Chercher à tout changer conduit à l'échec et à l'immobilisme. La conduite du changement requiert des qualités de pédagogue, elle ne doit pas se faire brutale.

La crise que nous traversons a montré à quel point l'appareil d'Etat, englué dans des lourdeurs et ses règles internes, est inapte à s'adapter à des situations particulières. Ce n'est pourtant pas faute de vouloir le réformer. Chaque nouveau président a toujours, dans son programme, de fermes résolutions sur le sujet. Mais il a très peu fait lorsqu'il le quitte. Entre-temps, commissions et tentatives se succèdent et tombent à l'eau.

Dans l'entreprise, les choses se passent différemment, le nouveau chef change presque systématiquement l'organisation à son arrivée, avec la conviction que c'est la solution. Ce changement offre au moins l'avantage de casser les routines et de redistribuer partiellement les responsabilités, mais bien souvent les habitudes antérieures reprennent avec les mêmes défauts que ceux qui ont justifié la réorganisation. Il y a schématiquement deux façons de faire changer un système.

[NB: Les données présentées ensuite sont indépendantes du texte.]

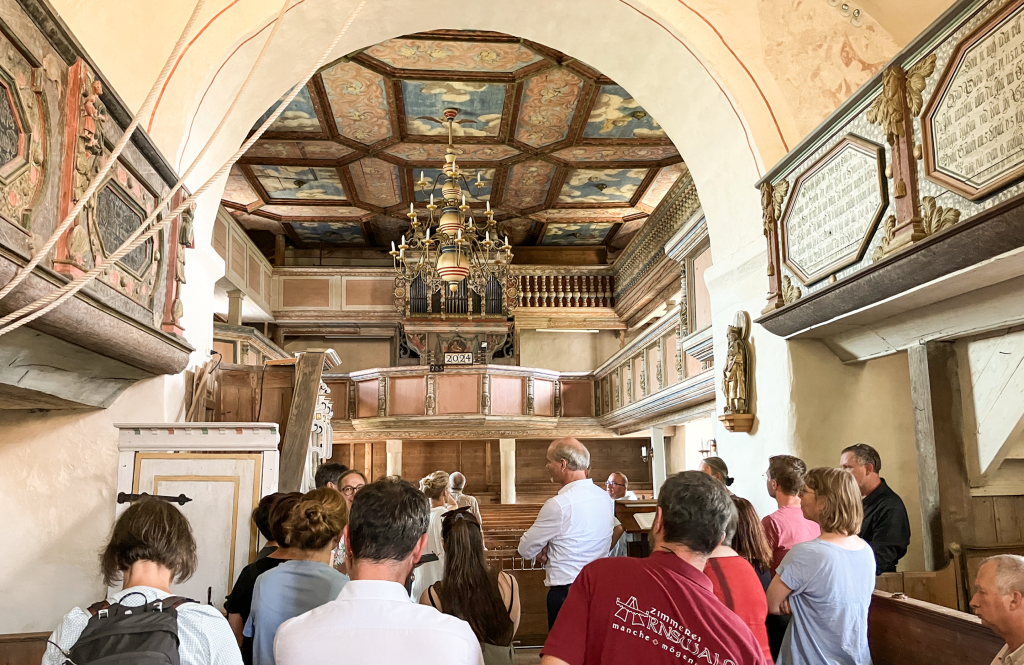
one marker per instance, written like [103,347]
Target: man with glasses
[619,487]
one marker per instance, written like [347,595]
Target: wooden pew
[532,597]
[905,631]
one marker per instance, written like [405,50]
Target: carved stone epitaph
[834,210]
[973,126]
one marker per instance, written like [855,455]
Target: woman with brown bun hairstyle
[307,580]
[239,604]
[471,590]
[826,583]
[435,487]
[734,567]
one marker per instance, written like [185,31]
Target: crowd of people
[387,572]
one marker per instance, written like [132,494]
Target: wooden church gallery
[240,240]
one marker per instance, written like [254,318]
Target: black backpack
[118,634]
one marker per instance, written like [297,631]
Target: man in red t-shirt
[659,609]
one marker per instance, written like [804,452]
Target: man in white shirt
[373,620]
[998,601]
[573,528]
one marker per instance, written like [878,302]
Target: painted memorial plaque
[116,220]
[973,127]
[10,132]
[834,210]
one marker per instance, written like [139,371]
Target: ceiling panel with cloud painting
[358,102]
[617,115]
[434,153]
[322,150]
[601,185]
[453,56]
[299,116]
[479,105]
[329,232]
[567,157]
[562,234]
[377,182]
[298,182]
[425,179]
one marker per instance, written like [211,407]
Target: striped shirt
[205,637]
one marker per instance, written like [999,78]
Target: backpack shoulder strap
[175,601]
[96,607]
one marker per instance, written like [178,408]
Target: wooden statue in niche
[735,377]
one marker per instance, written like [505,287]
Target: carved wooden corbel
[894,112]
[771,212]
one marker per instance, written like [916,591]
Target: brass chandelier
[452,247]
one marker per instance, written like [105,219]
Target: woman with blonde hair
[435,487]
[826,583]
[306,581]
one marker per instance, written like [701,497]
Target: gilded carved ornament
[771,211]
[935,217]
[791,292]
[888,109]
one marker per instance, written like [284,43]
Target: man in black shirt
[886,527]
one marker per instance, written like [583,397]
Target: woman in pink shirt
[785,527]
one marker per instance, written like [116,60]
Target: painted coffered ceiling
[565,156]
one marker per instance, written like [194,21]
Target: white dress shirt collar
[576,485]
[374,590]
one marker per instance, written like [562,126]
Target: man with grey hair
[573,528]
[998,601]
[458,483]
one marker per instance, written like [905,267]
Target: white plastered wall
[58,468]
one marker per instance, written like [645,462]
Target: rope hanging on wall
[44,305]
[109,164]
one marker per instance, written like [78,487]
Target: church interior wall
[57,485]
[566,351]
[839,405]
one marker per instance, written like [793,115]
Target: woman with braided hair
[305,582]
[473,591]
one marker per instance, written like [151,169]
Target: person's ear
[421,545]
[657,527]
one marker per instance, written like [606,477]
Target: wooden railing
[566,291]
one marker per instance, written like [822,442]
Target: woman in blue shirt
[308,580]
[826,583]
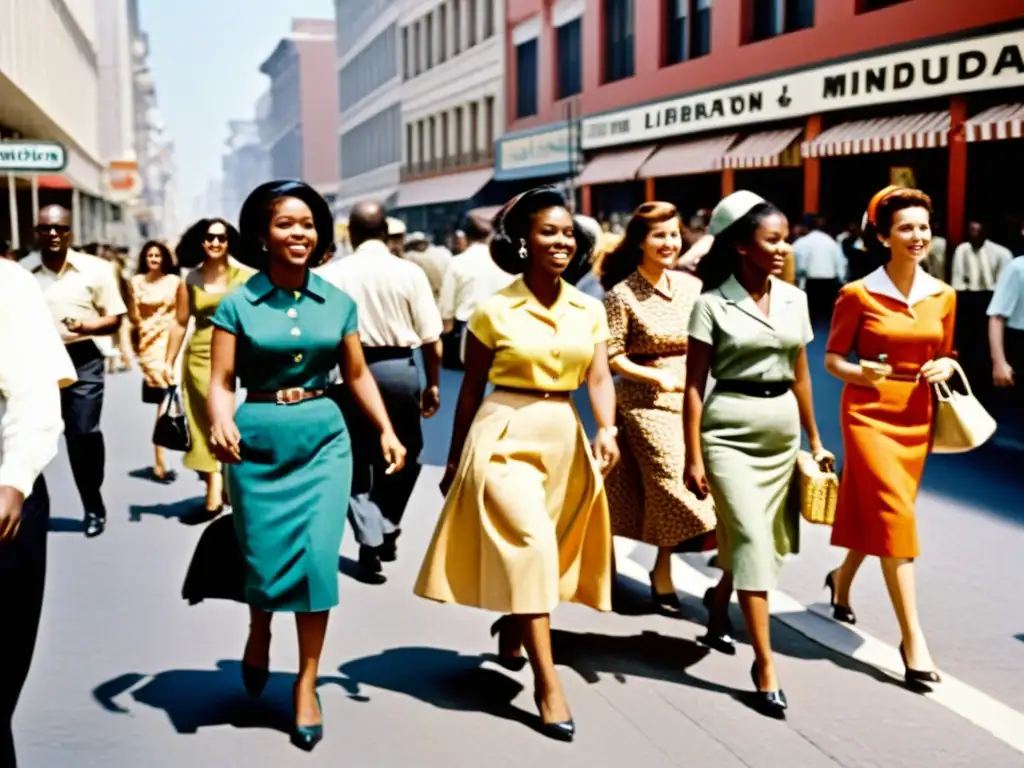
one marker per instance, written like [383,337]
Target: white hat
[732,208]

La peur ou la nécessité de changer

La première repose sur la peur. Sous la pression qui provoque une forte inquiétude, les acteurs s'adaptent. Cette pression est soit extérieure (comme la crise du Covid) soit hiérarchique (comme le risque de licenciement). Les consultants l'ont théorisée sous l'appellation de « burning platfom ». Nous sommes ensemble sur une plateforme qui brûle, donc nous n'avons donc pas le choix, il faut changer. La seconde s'appuie sur la conviction des acteurs de la nécessité de changer. Cette méthode est beaucoup plus complexe à mettre en forme. D'abord, parce qu'il faut que la majorité partage cette même conviction. Il y a donc tout un temps de prise de conscience collective qui passe par une réflexion et un échange des acteurs sur les avantages et les risques de continuer sans changer. Ensuite, parce qu'il faut limiter le changement à quelques dimensions. Chercher à tout changer conduit à l'échec et à l'immobilisme. Enfin, parce qu'il faut une méthode et un accompagnement des acteurs qui vont se trouver en difficulté.

Très grande détermination

Soulignons enfin que le changement se conduit sur l'ensemble du système et concerne, au premier chef, les dirigeants eux-mêmes. Mais, la plupart du temps, ils considèrent qu'ils ont déjà adopté les bons comportements et sont souvent les premiers à résister dès lors que cela les touche directement.

La méthode brutale n'est ni souhaitable ni acceptable. Il s'agit donc d'entraîner les acteurs dans le changement, mais surtout de le conduire avec une très grande détermination, car il y aura des difficultés, des tentatives de retour en arrière, des découragements des acteurs. Cette dimension laborieuse et longue du changement est toujours sous-estimée et c'est ce qui mène à l'échec. Pis, à la conviction qu'on ne peut pas changer, car on a déjà essayé. La pédagogie du changement devrait être une compétence que tout dirigeant qui accède à des responsabilités maîtrise.